Alzheimer's disease (AD) is a progressive neurodegenerative disease, characterised by the formation of insoluble amyloidogenic plaques and neurofibrillary tangles. Beta amyloid (Aβ) peptide is one of the main constituents in Aβ plaques, and is thought to be a primary causative agent in AD. Neurons are likely to be exposed to chronic, sublethal doses of Aβ over an extended time during the pathogenesis of AD, however most studies published to date using in vitro models have focussed on acute studies. To experimentally model the progressive pathogenesis of AD, we exposed primary cortical neurons daily to 1 μM of Aβ_1-40 over 7 days and compared their survival with age-similar untreated cells.

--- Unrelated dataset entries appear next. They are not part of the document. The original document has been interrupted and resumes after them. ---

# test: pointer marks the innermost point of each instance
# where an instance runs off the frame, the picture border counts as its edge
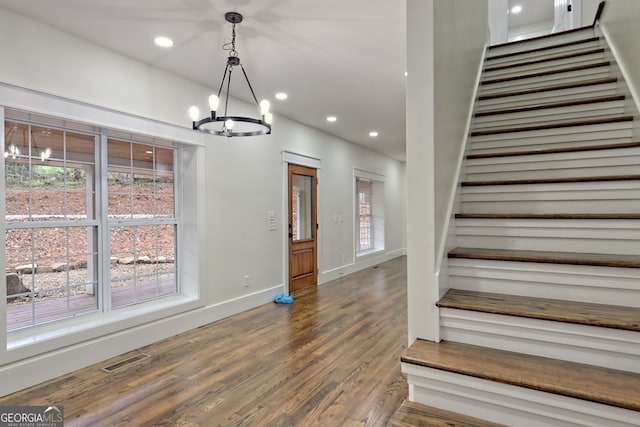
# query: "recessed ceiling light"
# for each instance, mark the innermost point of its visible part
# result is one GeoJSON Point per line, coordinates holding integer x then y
{"type": "Point", "coordinates": [163, 41]}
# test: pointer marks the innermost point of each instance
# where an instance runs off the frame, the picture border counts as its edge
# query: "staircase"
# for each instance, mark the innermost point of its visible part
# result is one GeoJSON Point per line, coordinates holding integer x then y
{"type": "Point", "coordinates": [540, 325]}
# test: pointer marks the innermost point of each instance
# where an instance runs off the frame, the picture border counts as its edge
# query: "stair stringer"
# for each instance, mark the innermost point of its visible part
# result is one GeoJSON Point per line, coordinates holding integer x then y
{"type": "Point", "coordinates": [619, 70]}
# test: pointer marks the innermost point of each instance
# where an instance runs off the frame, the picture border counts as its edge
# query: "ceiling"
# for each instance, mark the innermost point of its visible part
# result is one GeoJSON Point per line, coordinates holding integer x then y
{"type": "Point", "coordinates": [332, 57]}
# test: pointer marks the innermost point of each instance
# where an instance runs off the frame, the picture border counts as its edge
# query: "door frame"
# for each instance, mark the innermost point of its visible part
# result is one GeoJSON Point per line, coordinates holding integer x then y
{"type": "Point", "coordinates": [290, 157]}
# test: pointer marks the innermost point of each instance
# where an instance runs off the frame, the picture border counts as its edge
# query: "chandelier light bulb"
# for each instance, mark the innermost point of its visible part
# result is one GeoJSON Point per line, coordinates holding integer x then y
{"type": "Point", "coordinates": [221, 122]}
{"type": "Point", "coordinates": [214, 101]}
{"type": "Point", "coordinates": [194, 113]}
{"type": "Point", "coordinates": [264, 107]}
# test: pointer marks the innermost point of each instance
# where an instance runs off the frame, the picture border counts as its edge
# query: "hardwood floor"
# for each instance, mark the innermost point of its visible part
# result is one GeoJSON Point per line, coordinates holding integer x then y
{"type": "Point", "coordinates": [332, 358]}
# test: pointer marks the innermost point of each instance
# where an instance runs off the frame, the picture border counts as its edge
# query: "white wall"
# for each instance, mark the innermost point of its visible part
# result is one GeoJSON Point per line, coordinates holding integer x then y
{"type": "Point", "coordinates": [498, 21]}
{"type": "Point", "coordinates": [445, 44]}
{"type": "Point", "coordinates": [243, 182]}
{"type": "Point", "coordinates": [619, 23]}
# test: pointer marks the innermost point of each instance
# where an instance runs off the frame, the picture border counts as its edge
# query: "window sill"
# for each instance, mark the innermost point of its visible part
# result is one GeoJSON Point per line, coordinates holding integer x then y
{"type": "Point", "coordinates": [368, 253]}
{"type": "Point", "coordinates": [48, 337]}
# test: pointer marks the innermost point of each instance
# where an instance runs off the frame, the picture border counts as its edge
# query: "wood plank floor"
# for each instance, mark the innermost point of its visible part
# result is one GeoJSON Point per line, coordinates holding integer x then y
{"type": "Point", "coordinates": [332, 358]}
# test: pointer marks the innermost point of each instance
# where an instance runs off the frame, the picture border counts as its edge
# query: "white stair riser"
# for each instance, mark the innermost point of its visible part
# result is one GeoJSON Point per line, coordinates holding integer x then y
{"type": "Point", "coordinates": [545, 98]}
{"type": "Point", "coordinates": [548, 138]}
{"type": "Point", "coordinates": [507, 404]}
{"type": "Point", "coordinates": [550, 115]}
{"type": "Point", "coordinates": [579, 197]}
{"type": "Point", "coordinates": [524, 52]}
{"type": "Point", "coordinates": [582, 283]}
{"type": "Point", "coordinates": [541, 42]}
{"type": "Point", "coordinates": [545, 81]}
{"type": "Point", "coordinates": [588, 141]}
{"type": "Point", "coordinates": [605, 347]}
{"type": "Point", "coordinates": [587, 163]}
{"type": "Point", "coordinates": [620, 237]}
{"type": "Point", "coordinates": [525, 56]}
{"type": "Point", "coordinates": [543, 66]}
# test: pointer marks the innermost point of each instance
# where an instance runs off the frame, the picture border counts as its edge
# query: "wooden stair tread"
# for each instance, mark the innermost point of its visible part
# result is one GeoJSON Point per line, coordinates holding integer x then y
{"type": "Point", "coordinates": [540, 49]}
{"type": "Point", "coordinates": [544, 36]}
{"type": "Point", "coordinates": [580, 313]}
{"type": "Point", "coordinates": [552, 180]}
{"type": "Point", "coordinates": [572, 85]}
{"type": "Point", "coordinates": [589, 122]}
{"type": "Point", "coordinates": [551, 257]}
{"type": "Point", "coordinates": [591, 383]}
{"type": "Point", "coordinates": [546, 73]}
{"type": "Point", "coordinates": [555, 150]}
{"type": "Point", "coordinates": [546, 216]}
{"type": "Point", "coordinates": [574, 103]}
{"type": "Point", "coordinates": [412, 414]}
{"type": "Point", "coordinates": [546, 59]}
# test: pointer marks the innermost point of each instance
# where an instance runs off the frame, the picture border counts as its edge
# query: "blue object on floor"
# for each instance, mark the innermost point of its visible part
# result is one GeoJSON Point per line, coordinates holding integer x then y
{"type": "Point", "coordinates": [283, 299]}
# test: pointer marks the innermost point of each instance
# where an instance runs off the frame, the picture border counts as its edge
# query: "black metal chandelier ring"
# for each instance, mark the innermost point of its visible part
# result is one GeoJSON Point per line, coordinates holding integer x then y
{"type": "Point", "coordinates": [200, 125]}
{"type": "Point", "coordinates": [226, 122]}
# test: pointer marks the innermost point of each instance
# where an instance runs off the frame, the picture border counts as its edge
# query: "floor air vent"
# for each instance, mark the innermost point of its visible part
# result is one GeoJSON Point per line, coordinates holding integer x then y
{"type": "Point", "coordinates": [126, 362]}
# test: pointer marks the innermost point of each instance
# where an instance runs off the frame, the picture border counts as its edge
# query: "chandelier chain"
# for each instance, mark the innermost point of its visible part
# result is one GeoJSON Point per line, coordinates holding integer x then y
{"type": "Point", "coordinates": [231, 47]}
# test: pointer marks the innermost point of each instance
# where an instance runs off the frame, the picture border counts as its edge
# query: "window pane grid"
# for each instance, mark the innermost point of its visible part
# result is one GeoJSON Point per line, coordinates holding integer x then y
{"type": "Point", "coordinates": [142, 222]}
{"type": "Point", "coordinates": [49, 225]}
{"type": "Point", "coordinates": [365, 231]}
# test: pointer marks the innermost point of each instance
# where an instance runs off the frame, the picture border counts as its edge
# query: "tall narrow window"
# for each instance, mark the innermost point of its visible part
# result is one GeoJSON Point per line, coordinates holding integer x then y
{"type": "Point", "coordinates": [51, 229]}
{"type": "Point", "coordinates": [365, 215]}
{"type": "Point", "coordinates": [142, 222]}
{"type": "Point", "coordinates": [369, 214]}
{"type": "Point", "coordinates": [85, 233]}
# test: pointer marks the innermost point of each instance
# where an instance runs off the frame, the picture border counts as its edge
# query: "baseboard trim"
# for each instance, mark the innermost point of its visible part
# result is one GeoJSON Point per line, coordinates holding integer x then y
{"type": "Point", "coordinates": [361, 264]}
{"type": "Point", "coordinates": [28, 372]}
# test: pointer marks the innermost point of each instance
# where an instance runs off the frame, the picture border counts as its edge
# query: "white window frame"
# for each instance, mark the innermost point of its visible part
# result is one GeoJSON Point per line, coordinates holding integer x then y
{"type": "Point", "coordinates": [377, 213]}
{"type": "Point", "coordinates": [20, 344]}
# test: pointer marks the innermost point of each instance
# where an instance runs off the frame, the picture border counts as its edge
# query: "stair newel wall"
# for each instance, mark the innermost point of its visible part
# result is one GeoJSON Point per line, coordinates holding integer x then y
{"type": "Point", "coordinates": [444, 41]}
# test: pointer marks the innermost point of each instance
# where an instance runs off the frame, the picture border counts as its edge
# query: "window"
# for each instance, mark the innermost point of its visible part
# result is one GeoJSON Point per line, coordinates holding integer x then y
{"type": "Point", "coordinates": [84, 232]}
{"type": "Point", "coordinates": [369, 213]}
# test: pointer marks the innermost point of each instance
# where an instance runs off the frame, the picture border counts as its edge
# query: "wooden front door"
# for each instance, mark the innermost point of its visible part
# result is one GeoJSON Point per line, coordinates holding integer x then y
{"type": "Point", "coordinates": [303, 228]}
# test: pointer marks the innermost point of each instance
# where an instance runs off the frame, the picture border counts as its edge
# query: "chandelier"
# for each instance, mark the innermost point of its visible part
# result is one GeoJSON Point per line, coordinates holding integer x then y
{"type": "Point", "coordinates": [225, 124]}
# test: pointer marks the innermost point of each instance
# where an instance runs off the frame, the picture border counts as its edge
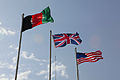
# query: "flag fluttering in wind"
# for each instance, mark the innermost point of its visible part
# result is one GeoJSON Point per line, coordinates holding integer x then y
{"type": "Point", "coordinates": [89, 57]}
{"type": "Point", "coordinates": [63, 39]}
{"type": "Point", "coordinates": [31, 21]}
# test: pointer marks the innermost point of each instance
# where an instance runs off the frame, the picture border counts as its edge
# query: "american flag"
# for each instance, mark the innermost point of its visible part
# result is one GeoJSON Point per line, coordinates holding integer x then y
{"type": "Point", "coordinates": [63, 39]}
{"type": "Point", "coordinates": [89, 57]}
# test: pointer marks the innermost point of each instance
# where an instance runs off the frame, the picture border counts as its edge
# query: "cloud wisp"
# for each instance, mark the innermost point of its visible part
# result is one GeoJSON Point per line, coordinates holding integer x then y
{"type": "Point", "coordinates": [60, 69]}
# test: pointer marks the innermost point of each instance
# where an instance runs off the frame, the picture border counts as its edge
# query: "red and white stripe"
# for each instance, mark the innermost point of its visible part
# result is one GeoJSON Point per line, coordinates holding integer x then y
{"type": "Point", "coordinates": [91, 57]}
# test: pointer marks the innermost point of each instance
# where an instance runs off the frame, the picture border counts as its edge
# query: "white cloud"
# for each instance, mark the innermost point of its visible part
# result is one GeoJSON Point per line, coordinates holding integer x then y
{"type": "Point", "coordinates": [6, 32]}
{"type": "Point", "coordinates": [0, 23]}
{"type": "Point", "coordinates": [3, 77]}
{"type": "Point", "coordinates": [42, 72]}
{"type": "Point", "coordinates": [24, 75]}
{"type": "Point", "coordinates": [12, 67]}
{"type": "Point", "coordinates": [32, 57]}
{"type": "Point", "coordinates": [3, 65]}
{"type": "Point", "coordinates": [60, 69]}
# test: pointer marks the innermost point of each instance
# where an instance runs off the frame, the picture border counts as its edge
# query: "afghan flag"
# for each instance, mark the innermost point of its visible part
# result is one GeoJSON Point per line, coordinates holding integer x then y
{"type": "Point", "coordinates": [31, 21]}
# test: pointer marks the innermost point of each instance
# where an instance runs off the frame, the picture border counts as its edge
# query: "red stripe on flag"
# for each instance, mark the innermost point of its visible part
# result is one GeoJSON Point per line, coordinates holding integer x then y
{"type": "Point", "coordinates": [37, 19]}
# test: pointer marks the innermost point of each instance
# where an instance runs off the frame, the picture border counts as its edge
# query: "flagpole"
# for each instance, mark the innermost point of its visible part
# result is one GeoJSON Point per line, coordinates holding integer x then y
{"type": "Point", "coordinates": [19, 49]}
{"type": "Point", "coordinates": [55, 67]}
{"type": "Point", "coordinates": [76, 64]}
{"type": "Point", "coordinates": [50, 57]}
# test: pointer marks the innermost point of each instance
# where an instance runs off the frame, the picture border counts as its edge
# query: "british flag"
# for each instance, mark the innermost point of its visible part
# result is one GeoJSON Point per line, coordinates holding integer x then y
{"type": "Point", "coordinates": [63, 39]}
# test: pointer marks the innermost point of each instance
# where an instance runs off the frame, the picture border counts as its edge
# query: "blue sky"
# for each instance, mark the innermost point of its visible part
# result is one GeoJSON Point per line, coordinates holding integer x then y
{"type": "Point", "coordinates": [96, 21]}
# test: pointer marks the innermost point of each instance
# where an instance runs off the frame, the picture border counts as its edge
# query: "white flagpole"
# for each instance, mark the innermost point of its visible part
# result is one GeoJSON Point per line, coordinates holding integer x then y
{"type": "Point", "coordinates": [76, 64]}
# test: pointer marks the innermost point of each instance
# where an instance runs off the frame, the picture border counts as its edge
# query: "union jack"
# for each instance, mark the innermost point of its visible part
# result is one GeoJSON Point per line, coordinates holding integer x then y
{"type": "Point", "coordinates": [63, 39]}
{"type": "Point", "coordinates": [89, 57]}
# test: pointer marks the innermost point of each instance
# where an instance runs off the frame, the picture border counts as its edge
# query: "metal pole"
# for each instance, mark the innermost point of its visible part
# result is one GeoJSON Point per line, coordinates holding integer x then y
{"type": "Point", "coordinates": [55, 67]}
{"type": "Point", "coordinates": [19, 49]}
{"type": "Point", "coordinates": [76, 64]}
{"type": "Point", "coordinates": [50, 57]}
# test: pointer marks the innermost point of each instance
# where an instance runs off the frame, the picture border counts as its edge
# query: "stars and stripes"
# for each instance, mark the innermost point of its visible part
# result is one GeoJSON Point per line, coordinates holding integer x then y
{"type": "Point", "coordinates": [63, 39]}
{"type": "Point", "coordinates": [89, 57]}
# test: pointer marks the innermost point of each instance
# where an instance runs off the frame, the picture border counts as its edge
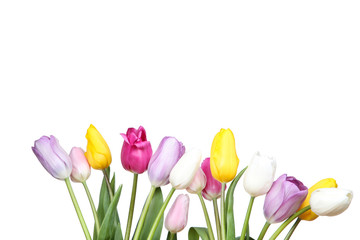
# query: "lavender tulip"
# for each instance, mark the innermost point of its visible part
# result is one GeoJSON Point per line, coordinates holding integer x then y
{"type": "Point", "coordinates": [169, 152]}
{"type": "Point", "coordinates": [53, 157]}
{"type": "Point", "coordinates": [284, 198]}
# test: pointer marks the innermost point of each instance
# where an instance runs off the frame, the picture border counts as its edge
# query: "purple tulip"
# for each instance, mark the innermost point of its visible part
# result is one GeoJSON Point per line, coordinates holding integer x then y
{"type": "Point", "coordinates": [53, 157]}
{"type": "Point", "coordinates": [284, 198]}
{"type": "Point", "coordinates": [169, 152]}
{"type": "Point", "coordinates": [136, 150]}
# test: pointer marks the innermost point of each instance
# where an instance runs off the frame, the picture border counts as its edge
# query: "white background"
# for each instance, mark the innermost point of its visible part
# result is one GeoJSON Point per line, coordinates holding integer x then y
{"type": "Point", "coordinates": [283, 75]}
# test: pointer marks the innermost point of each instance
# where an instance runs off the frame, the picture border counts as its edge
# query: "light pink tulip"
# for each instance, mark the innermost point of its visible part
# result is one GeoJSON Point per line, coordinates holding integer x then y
{"type": "Point", "coordinates": [176, 218]}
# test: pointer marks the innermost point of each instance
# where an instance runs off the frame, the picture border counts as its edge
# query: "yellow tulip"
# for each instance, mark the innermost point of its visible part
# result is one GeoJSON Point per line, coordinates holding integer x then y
{"type": "Point", "coordinates": [325, 183]}
{"type": "Point", "coordinates": [223, 158]}
{"type": "Point", "coordinates": [97, 151]}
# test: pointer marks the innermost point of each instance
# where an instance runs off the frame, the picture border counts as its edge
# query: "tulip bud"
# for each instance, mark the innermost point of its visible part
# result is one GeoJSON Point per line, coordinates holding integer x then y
{"type": "Point", "coordinates": [81, 168]}
{"type": "Point", "coordinates": [185, 169]}
{"type": "Point", "coordinates": [259, 175]}
{"type": "Point", "coordinates": [212, 189]}
{"type": "Point", "coordinates": [168, 153]}
{"type": "Point", "coordinates": [176, 218]}
{"type": "Point", "coordinates": [330, 201]}
{"type": "Point", "coordinates": [136, 151]}
{"type": "Point", "coordinates": [97, 151]}
{"type": "Point", "coordinates": [223, 159]}
{"type": "Point", "coordinates": [325, 183]}
{"type": "Point", "coordinates": [198, 183]}
{"type": "Point", "coordinates": [284, 198]}
{"type": "Point", "coordinates": [53, 157]}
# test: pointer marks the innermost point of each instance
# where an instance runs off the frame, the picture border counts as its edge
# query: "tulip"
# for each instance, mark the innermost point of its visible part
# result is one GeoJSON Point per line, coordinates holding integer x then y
{"type": "Point", "coordinates": [259, 175]}
{"type": "Point", "coordinates": [177, 216]}
{"type": "Point", "coordinates": [81, 169]}
{"type": "Point", "coordinates": [330, 201]}
{"type": "Point", "coordinates": [212, 188]}
{"type": "Point", "coordinates": [284, 198]}
{"type": "Point", "coordinates": [325, 183]}
{"type": "Point", "coordinates": [97, 151]}
{"type": "Point", "coordinates": [53, 157]}
{"type": "Point", "coordinates": [168, 153]}
{"type": "Point", "coordinates": [185, 169]}
{"type": "Point", "coordinates": [223, 158]}
{"type": "Point", "coordinates": [198, 183]}
{"type": "Point", "coordinates": [136, 150]}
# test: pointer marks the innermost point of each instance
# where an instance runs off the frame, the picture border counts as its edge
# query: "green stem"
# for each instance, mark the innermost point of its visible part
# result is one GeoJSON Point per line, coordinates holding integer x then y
{"type": "Point", "coordinates": [217, 218]}
{"type": "Point", "coordinates": [77, 209]}
{"type": "Point", "coordinates": [292, 229]}
{"type": "Point", "coordinates": [93, 208]}
{"type": "Point", "coordinates": [131, 209]}
{"type": "Point", "coordinates": [289, 220]}
{"type": "Point", "coordinates": [144, 212]}
{"type": "Point", "coordinates": [247, 217]}
{"type": "Point", "coordinates": [111, 194]}
{"type": "Point", "coordinates": [222, 210]}
{"type": "Point", "coordinates": [263, 231]}
{"type": "Point", "coordinates": [208, 223]}
{"type": "Point", "coordinates": [161, 212]}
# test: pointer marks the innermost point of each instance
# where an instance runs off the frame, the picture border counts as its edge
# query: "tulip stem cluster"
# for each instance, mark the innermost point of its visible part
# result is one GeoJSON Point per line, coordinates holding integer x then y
{"type": "Point", "coordinates": [217, 218]}
{"type": "Point", "coordinates": [208, 223]}
{"type": "Point", "coordinates": [111, 194]}
{"type": "Point", "coordinates": [93, 208]}
{"type": "Point", "coordinates": [292, 229]}
{"type": "Point", "coordinates": [131, 209]}
{"type": "Point", "coordinates": [77, 209]}
{"type": "Point", "coordinates": [161, 212]}
{"type": "Point", "coordinates": [288, 221]}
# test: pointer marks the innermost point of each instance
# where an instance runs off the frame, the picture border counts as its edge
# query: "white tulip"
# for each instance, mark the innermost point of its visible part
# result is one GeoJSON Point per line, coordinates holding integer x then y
{"type": "Point", "coordinates": [330, 201]}
{"type": "Point", "coordinates": [259, 176]}
{"type": "Point", "coordinates": [185, 169]}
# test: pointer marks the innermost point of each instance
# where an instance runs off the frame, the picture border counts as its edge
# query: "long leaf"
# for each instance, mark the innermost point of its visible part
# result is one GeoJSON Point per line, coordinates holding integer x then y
{"type": "Point", "coordinates": [229, 206]}
{"type": "Point", "coordinates": [108, 222]}
{"type": "Point", "coordinates": [197, 232]}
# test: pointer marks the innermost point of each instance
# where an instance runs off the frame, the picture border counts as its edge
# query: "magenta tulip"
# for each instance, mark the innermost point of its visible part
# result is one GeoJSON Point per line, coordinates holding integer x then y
{"type": "Point", "coordinates": [177, 216]}
{"type": "Point", "coordinates": [53, 157]}
{"type": "Point", "coordinates": [212, 189]}
{"type": "Point", "coordinates": [136, 150]}
{"type": "Point", "coordinates": [284, 198]}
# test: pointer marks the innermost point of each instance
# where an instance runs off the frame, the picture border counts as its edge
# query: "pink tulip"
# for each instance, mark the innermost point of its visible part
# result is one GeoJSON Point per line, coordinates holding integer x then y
{"type": "Point", "coordinates": [136, 151]}
{"type": "Point", "coordinates": [81, 169]}
{"type": "Point", "coordinates": [198, 183]}
{"type": "Point", "coordinates": [212, 189]}
{"type": "Point", "coordinates": [176, 218]}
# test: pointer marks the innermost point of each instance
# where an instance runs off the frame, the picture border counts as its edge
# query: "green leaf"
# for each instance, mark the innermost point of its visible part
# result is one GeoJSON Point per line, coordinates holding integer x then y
{"type": "Point", "coordinates": [107, 230]}
{"type": "Point", "coordinates": [154, 209]}
{"type": "Point", "coordinates": [196, 232]}
{"type": "Point", "coordinates": [169, 235]}
{"type": "Point", "coordinates": [229, 206]}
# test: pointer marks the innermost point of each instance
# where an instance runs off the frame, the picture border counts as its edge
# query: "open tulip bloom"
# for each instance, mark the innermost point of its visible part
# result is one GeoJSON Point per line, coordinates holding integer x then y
{"type": "Point", "coordinates": [286, 199]}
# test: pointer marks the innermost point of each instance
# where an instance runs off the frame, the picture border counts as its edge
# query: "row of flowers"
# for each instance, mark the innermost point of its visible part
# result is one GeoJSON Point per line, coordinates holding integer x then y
{"type": "Point", "coordinates": [286, 198]}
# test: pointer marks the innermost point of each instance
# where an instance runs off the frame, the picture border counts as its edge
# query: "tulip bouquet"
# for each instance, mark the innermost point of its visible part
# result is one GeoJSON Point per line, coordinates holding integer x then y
{"type": "Point", "coordinates": [286, 198]}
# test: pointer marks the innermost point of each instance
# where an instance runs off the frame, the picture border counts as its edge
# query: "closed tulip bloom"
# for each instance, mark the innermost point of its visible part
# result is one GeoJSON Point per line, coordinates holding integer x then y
{"type": "Point", "coordinates": [259, 175]}
{"type": "Point", "coordinates": [185, 169]}
{"type": "Point", "coordinates": [284, 198]}
{"type": "Point", "coordinates": [177, 216]}
{"type": "Point", "coordinates": [325, 183]}
{"type": "Point", "coordinates": [198, 183]}
{"type": "Point", "coordinates": [136, 150]}
{"type": "Point", "coordinates": [53, 157]}
{"type": "Point", "coordinates": [223, 159]}
{"type": "Point", "coordinates": [212, 188]}
{"type": "Point", "coordinates": [330, 201]}
{"type": "Point", "coordinates": [81, 169]}
{"type": "Point", "coordinates": [168, 153]}
{"type": "Point", "coordinates": [97, 151]}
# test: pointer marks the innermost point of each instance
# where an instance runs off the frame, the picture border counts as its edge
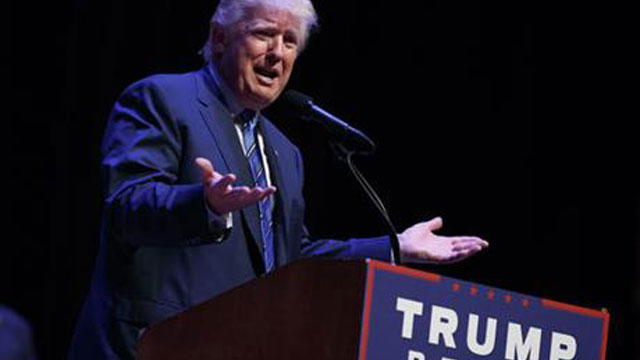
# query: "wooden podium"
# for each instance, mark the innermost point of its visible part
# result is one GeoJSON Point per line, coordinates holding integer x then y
{"type": "Point", "coordinates": [306, 310]}
{"type": "Point", "coordinates": [365, 310]}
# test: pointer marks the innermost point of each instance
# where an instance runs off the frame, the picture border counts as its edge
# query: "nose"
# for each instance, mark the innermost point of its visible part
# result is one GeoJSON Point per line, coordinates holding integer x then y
{"type": "Point", "coordinates": [276, 49]}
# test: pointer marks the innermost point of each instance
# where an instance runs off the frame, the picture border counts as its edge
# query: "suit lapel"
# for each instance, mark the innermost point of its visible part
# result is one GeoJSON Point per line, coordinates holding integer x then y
{"type": "Point", "coordinates": [220, 124]}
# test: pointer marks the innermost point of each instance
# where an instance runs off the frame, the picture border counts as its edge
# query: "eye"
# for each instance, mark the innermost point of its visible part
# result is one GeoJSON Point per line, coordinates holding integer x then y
{"type": "Point", "coordinates": [291, 41]}
{"type": "Point", "coordinates": [263, 34]}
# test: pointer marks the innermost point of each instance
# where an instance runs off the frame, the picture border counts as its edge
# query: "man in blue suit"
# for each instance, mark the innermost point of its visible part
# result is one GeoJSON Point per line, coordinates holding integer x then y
{"type": "Point", "coordinates": [204, 193]}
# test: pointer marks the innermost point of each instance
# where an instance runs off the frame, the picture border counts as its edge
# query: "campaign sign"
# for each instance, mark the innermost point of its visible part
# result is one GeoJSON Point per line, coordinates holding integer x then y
{"type": "Point", "coordinates": [414, 315]}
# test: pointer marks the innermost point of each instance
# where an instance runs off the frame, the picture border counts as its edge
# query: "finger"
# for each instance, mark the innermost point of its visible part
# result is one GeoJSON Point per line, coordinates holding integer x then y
{"type": "Point", "coordinates": [206, 167]}
{"type": "Point", "coordinates": [467, 246]}
{"type": "Point", "coordinates": [434, 224]}
{"type": "Point", "coordinates": [222, 185]}
{"type": "Point", "coordinates": [469, 239]}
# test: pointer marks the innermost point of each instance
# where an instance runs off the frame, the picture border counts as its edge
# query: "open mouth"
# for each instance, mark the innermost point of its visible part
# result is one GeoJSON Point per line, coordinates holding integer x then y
{"type": "Point", "coordinates": [269, 75]}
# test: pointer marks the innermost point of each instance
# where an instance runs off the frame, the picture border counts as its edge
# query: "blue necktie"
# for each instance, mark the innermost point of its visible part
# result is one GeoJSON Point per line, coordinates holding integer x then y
{"type": "Point", "coordinates": [253, 153]}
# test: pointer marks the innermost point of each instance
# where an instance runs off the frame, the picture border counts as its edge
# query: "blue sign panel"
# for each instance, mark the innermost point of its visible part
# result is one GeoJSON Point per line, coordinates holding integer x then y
{"type": "Point", "coordinates": [415, 315]}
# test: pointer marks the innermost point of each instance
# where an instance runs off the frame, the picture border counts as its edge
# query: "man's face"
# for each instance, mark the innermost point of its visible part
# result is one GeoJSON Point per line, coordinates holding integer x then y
{"type": "Point", "coordinates": [256, 55]}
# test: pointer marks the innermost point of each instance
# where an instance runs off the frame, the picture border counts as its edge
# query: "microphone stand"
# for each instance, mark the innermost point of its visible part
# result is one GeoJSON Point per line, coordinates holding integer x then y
{"type": "Point", "coordinates": [346, 155]}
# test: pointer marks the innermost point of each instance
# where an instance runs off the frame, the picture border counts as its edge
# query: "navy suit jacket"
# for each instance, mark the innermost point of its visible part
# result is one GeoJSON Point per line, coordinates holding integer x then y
{"type": "Point", "coordinates": [158, 254]}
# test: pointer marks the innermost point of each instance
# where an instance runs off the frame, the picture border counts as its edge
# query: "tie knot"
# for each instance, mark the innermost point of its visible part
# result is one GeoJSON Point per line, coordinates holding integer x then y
{"type": "Point", "coordinates": [247, 117]}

We also investigated whether chronic Aβ exposure affects neuronal susceptibility to the subsequent acute excitotoxicity induced by 10 μM glutamate and assessed how Ca²⁺ and K⁺ homeostasis were affected by either treatment.

Results

We show that continuous exposure to 1 μM Aβ_1-40 for seven days decreased survival of cultured cortical neurons by 20%. This decrease in survival correlated with increased K⁺ efflux from the cells. One day treatment with 1 μM Aβ followed by glutamate led to a substantially higher K⁺ efflux than in the age-similar untreated control. This difference further increased with the duration of the treatment. K⁺ efflux also remained higher in Aβ treated cells 20 min after glutamate application leading to 2.8-fold higher total K⁺ effluxed from the cells compared to controls. Ca²⁺ uptake was significantly higher only after prolonged Aβ treatment with 2.5-fold increase in total Ca²⁺ uptake over 20 min post glutamate application after six days of Aβ treatment or longer (P < 0.05).

Conclusions

Our data suggest that long term exposure to Aβ is detrimental because it reduces the ability of cortical neurons to maintain K⁺ and Ca²⁺ homeostasis in response to glutamate challenge, a response that might underlie the early symptoms of AD. The observed inability to maintain K⁺ homeostasis might furthermore be useful in future studies as an early indicator of pathological changes in response to Aβ.